La bibliothèque est le lieu du foisonnement du savoir mais aussi celui de sa préservation. Vanessa de Senarclens propose avec La bibliothèque retrouvée une enquête qui vise à retracer la composition mais aussi la dispersion de la bibliothèque de Karl von Bismarck-Osten, partiellement perdue lors de l’invasion, par l’armée rouge, de la Poméranie orientale en 1945. Comment un savoir se construit-il ? Comment se dilue-t-il dans l’histoire ? A travers sa quête, la chercheuse nous confronte à la politique et aux guerres qui ont déchirées cette région ballottée par l’histoire.
Entre l’essai et le récit, La bibliothèque retrouvée n’hésite pas à mêler des éléments bibliographiques et historiques avec des considérations plus personnelles.
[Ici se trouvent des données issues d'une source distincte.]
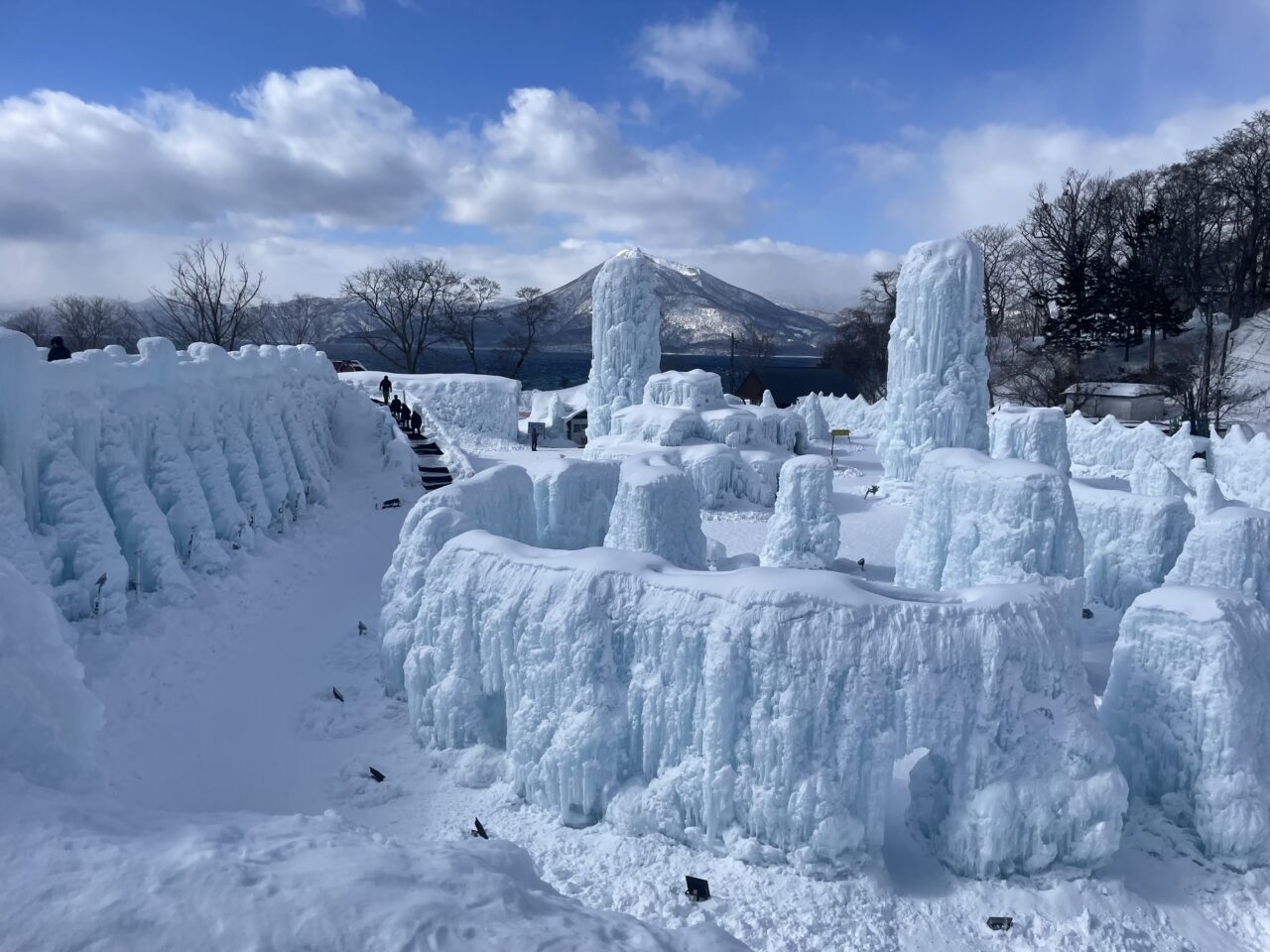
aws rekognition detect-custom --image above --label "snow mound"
[0,557,105,791]
[407,532,1126,877]
[0,776,743,952]
[586,247,662,439]
[1102,586,1270,866]
[988,404,1072,476]
[380,466,537,694]
[530,458,621,548]
[877,239,988,482]
[1166,505,1270,607]
[1071,480,1194,611]
[604,456,706,568]
[759,456,840,568]
[895,449,1084,590]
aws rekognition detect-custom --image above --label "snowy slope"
[500,255,829,353]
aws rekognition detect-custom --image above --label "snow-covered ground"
[0,360,1270,952]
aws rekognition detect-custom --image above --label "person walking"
[49,337,71,363]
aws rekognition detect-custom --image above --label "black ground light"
[684,876,710,902]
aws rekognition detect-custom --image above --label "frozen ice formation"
[1067,412,1195,476]
[644,369,726,410]
[1207,426,1270,509]
[1129,447,1192,498]
[1102,585,1270,866]
[821,396,886,435]
[877,239,988,482]
[1166,505,1270,607]
[798,394,829,439]
[604,456,706,568]
[380,466,537,694]
[586,250,662,439]
[0,557,105,791]
[405,532,1126,877]
[1071,480,1194,611]
[895,449,1084,590]
[759,456,840,568]
[530,458,621,548]
[0,330,354,623]
[339,371,521,440]
[988,404,1072,476]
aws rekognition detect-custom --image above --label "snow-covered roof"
[1063,382,1166,398]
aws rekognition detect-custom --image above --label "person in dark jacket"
[49,337,71,362]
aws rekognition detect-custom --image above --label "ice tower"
[883,239,988,482]
[586,250,665,439]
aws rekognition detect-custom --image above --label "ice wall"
[0,557,105,790]
[586,250,662,439]
[759,456,840,568]
[604,456,706,568]
[1071,480,1194,611]
[0,331,353,623]
[407,532,1126,877]
[877,239,988,482]
[1101,586,1270,866]
[988,404,1072,476]
[530,458,621,548]
[1067,412,1197,476]
[798,394,829,439]
[1166,505,1270,607]
[644,369,725,410]
[895,449,1084,589]
[1129,447,1192,499]
[380,466,537,694]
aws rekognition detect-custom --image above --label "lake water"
[320,340,820,391]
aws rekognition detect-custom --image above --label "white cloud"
[635,4,767,107]
[0,68,754,241]
[875,98,1270,236]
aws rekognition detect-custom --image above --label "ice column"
[1102,586,1270,866]
[759,456,840,568]
[604,457,706,570]
[586,250,662,439]
[877,239,988,482]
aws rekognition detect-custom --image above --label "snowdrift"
[405,532,1126,877]
[0,330,345,621]
[1101,585,1270,866]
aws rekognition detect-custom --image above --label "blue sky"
[0,0,1270,308]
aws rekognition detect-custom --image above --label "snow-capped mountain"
[505,251,830,353]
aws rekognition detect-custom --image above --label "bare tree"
[50,295,139,350]
[150,239,264,350]
[4,304,54,346]
[341,258,462,373]
[500,287,555,378]
[253,295,337,344]
[441,277,502,373]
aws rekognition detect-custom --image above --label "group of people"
[380,376,423,436]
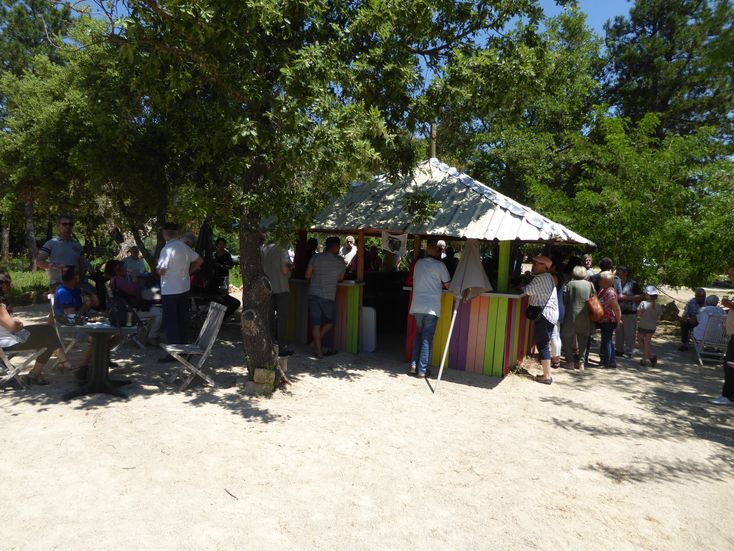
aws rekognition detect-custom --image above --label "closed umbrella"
[433,239,492,394]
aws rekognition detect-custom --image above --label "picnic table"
[62,322,138,400]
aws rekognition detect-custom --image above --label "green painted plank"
[491,297,509,377]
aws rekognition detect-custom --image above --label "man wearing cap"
[36,214,85,293]
[156,223,204,363]
[711,264,734,406]
[408,245,451,378]
[525,256,558,385]
[615,266,644,357]
[306,237,346,358]
[678,287,706,352]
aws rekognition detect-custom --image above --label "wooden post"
[357,230,365,281]
[497,241,512,293]
[413,235,421,262]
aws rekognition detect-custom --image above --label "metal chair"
[693,314,729,366]
[160,302,226,390]
[0,348,46,390]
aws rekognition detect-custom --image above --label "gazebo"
[291,158,595,376]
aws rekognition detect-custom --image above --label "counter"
[404,287,532,377]
[288,279,364,354]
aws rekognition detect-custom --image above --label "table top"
[77,321,138,334]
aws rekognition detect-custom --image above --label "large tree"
[605,0,734,148]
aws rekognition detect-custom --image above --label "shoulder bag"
[586,283,604,323]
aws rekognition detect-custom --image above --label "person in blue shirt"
[54,266,89,317]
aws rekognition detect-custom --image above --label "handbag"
[586,285,604,323]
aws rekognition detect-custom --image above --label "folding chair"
[693,314,729,366]
[46,294,79,370]
[0,348,46,390]
[105,281,151,350]
[160,302,226,390]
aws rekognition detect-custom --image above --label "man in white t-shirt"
[408,245,451,378]
[260,242,293,356]
[156,224,204,363]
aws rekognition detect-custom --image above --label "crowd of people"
[525,255,734,404]
[0,215,734,404]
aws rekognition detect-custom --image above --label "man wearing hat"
[122,245,148,281]
[525,256,558,385]
[614,266,644,357]
[156,223,204,363]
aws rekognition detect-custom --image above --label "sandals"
[25,373,48,386]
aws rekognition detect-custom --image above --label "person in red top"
[599,271,622,369]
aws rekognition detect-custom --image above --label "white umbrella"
[433,239,492,394]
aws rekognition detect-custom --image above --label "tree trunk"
[23,201,38,272]
[0,222,10,264]
[240,207,278,380]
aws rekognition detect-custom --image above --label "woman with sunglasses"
[0,268,71,385]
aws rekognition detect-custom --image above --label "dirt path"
[0,309,734,551]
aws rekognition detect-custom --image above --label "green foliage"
[606,0,734,149]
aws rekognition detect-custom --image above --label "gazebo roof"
[311,159,595,246]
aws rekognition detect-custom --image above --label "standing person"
[260,242,293,356]
[614,266,643,358]
[214,237,234,290]
[599,270,622,369]
[156,223,204,363]
[711,264,734,406]
[339,235,357,267]
[0,269,71,385]
[640,285,663,367]
[678,287,706,352]
[561,266,594,369]
[408,245,451,378]
[306,236,346,359]
[408,245,451,378]
[36,214,85,293]
[525,256,558,385]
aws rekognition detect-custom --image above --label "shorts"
[308,295,336,325]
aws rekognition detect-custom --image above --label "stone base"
[244,381,273,396]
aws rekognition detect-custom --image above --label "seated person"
[693,295,726,341]
[190,269,240,319]
[122,245,148,281]
[0,269,71,385]
[105,260,163,341]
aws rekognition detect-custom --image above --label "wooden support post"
[497,241,512,293]
[357,230,365,281]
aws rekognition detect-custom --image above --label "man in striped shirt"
[525,256,558,385]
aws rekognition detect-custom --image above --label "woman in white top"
[0,269,71,385]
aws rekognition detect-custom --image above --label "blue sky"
[540,0,632,36]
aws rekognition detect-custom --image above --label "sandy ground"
[0,307,734,551]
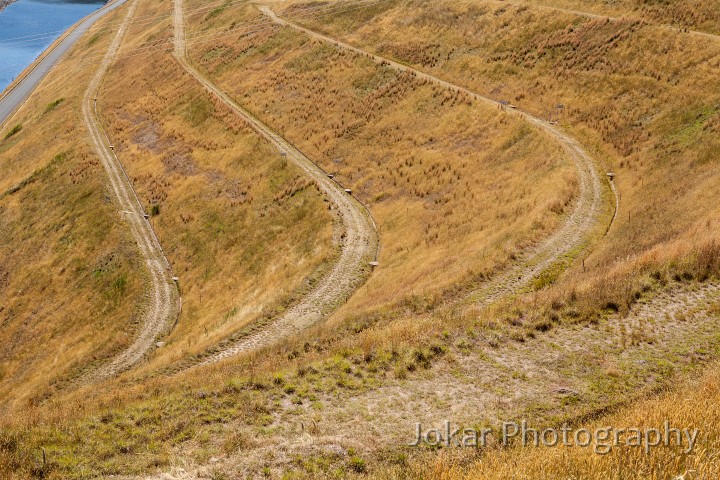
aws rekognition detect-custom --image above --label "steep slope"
[174,0,378,365]
[79,1,182,382]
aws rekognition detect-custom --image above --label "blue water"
[0,0,105,91]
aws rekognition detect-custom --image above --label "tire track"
[79,0,181,383]
[259,5,619,305]
[174,0,379,366]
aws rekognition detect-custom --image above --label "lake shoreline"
[0,0,15,12]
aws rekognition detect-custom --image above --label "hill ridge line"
[173,0,379,368]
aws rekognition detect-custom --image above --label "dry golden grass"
[93,3,337,368]
[0,4,144,413]
[188,3,577,328]
[0,1,720,478]
[525,0,720,34]
[296,1,720,332]
[388,358,720,480]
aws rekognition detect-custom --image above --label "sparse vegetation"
[5,123,22,140]
[0,0,720,480]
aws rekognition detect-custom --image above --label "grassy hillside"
[95,3,337,372]
[294,1,720,326]
[0,0,720,479]
[0,4,145,412]
[188,2,577,325]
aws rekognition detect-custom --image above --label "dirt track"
[174,0,378,365]
[260,6,619,304]
[80,1,180,383]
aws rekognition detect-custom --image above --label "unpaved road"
[0,0,126,127]
[174,0,378,365]
[80,1,180,383]
[260,6,619,304]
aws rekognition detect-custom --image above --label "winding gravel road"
[80,1,181,383]
[0,0,126,127]
[259,6,619,304]
[504,1,720,41]
[174,0,378,366]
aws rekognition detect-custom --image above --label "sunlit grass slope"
[94,3,337,372]
[294,1,720,326]
[188,2,577,325]
[0,4,145,414]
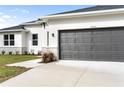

La narratrice parvient cependant à s’effacer dans un geste d’humilité et se contente de livrer au lectorat une série de faits, de dates et de personnages sans rien inventer, comme elle le précise à la fin de son premier chapitre programmatique.
L’émotion se manifeste alors que nous suivons cette bibliothèque dès sa naissance au dix-huitième siècle jusqu’à sa dispersion au vingtième. Le texte devient alors la biographie et la bibliographie d’un objet-lieu, véritable témoin de tout ce que ces siècles ont eu d’admirable mais aussi de détestable. Si l’on regrette parfois une trop grande richesse d’éléments qui risque de noyer les épisodes les plus marquants de cette épopée livresque, Vanessa de Senarclens livre cependant un texte riche en émotions qui ne manque pas de nous interroger sur cette période historiquement tendue qui est la nôtre.
Vanessa de Senarclens, La bibliothèque retrouvée, Genève, Zoé, 256 pages, 27,50 CHF.